© Rafe Martin 2013
Let’s go back to childhood before we knew were Buddhists, before we really knew much more than that the grass was green, and the sky blue. In the Grimm’s Brothers’ tale of “The Golden Bird,” which also appears in Russian oral tradition as the skazki or oral tale, “Prince Ivan, The Firebird and the Grey Wolf,” the good-hearted hero is tested multiple times, and it his failure in each of these tests that sets the plot in motion. At one point he has to sneak into a castle and steal a golden sword. But he is advised, in the Grimm’s tale, by the wise and mysterious little fox who is his helper and guide, not to take the golden scabbard that hangs on the wall, but to only take the ordinary leather one.

Alas, once he enters the castle and sees the gorgeous sword, he can’t resist thinking—and his thought is primary to his action—“This beautiful golden sword is much too good to be put in an ordinary shabby scabbard.” And forgetting the fox’s wise advice, he takes the jeweled scabbard instead, and thrusts the sword home. At once the alarm sounds, the guards awake, and grab him. And now he is set to a greater task. He must get the Golden Bird.

“But,” sagely advises the wise little fox on whose tail he rides, “Do not, I repeat, do not take the golden cage to put the Golden Bird in. Just take the ordinary wooden one.” “Right! Gotcha. No problem,” says the heroic prince. Then he sees the Golden Bird. And he thinks, “Put such a splendid bird in that ordinary cage? I don’t think so!”

Oops. Once again he finds himself making the same error. He keeps missing the central point though it is repeated over and over: “Don’t take the jeweled scabbard. Don’t take golden cage! Get it?”

The ordinary, just as it is, is IT, warts and all, difficulties and all. Don’t try to make perfection perfect.
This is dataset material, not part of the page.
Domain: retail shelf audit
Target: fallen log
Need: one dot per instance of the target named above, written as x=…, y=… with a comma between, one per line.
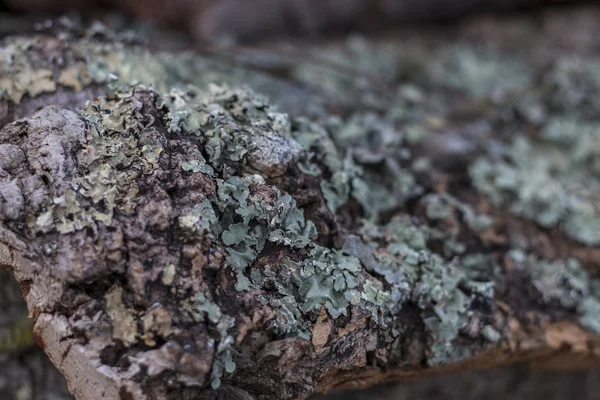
x=183, y=235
The inner is the outer. Form IS emptiness! Reality doesn’t need a halo, glowing lights, shining auras, special mind-states or supremely blissful circumstances to be good and true. Realizing this is the hard work of bare attention to what IS, called forth and embodied by all Buddhist traditions, indeed, by all paths of practice worth their salt. It was already known to us as children when we entered the ancient world of fairy tales. In short, as a bumper sticker might say, This is it. This is really it! Just as it is. Or to quote Porky Pig and Loony Tunes, “T-t-that’s all folks!”

So, in the jataka tales, once the Buddha was an Untouchable. He practiced. He realized something. He died. He was a fawn. He died. He was an osprey. He died.

He was a sage and embodied the way to the best of his ability. He died. Life is full of obstacles, full of unfinished stories and unrealized aims. The Buddha wanted so very much to be a Buddha. How many lives did he work at it? And how many times did he fail? Was he then dissatisfied in all those thousands and thousands of jataka lives, only a fraction of which have been recorded and identified as such, until he finally sat under the Bo-tree, glanced up, and saw the morning star? I think all those varied lives, let’s call them five hundred for convenience sake were, as Mumon says in his verse on the fox koan, lives of grace. Maybe obstacles are life. A monk once saw a snake eating a frog. It brought his mind to a stop. “I thought that life was suffering,” he said. “Now I see that suffering is life.”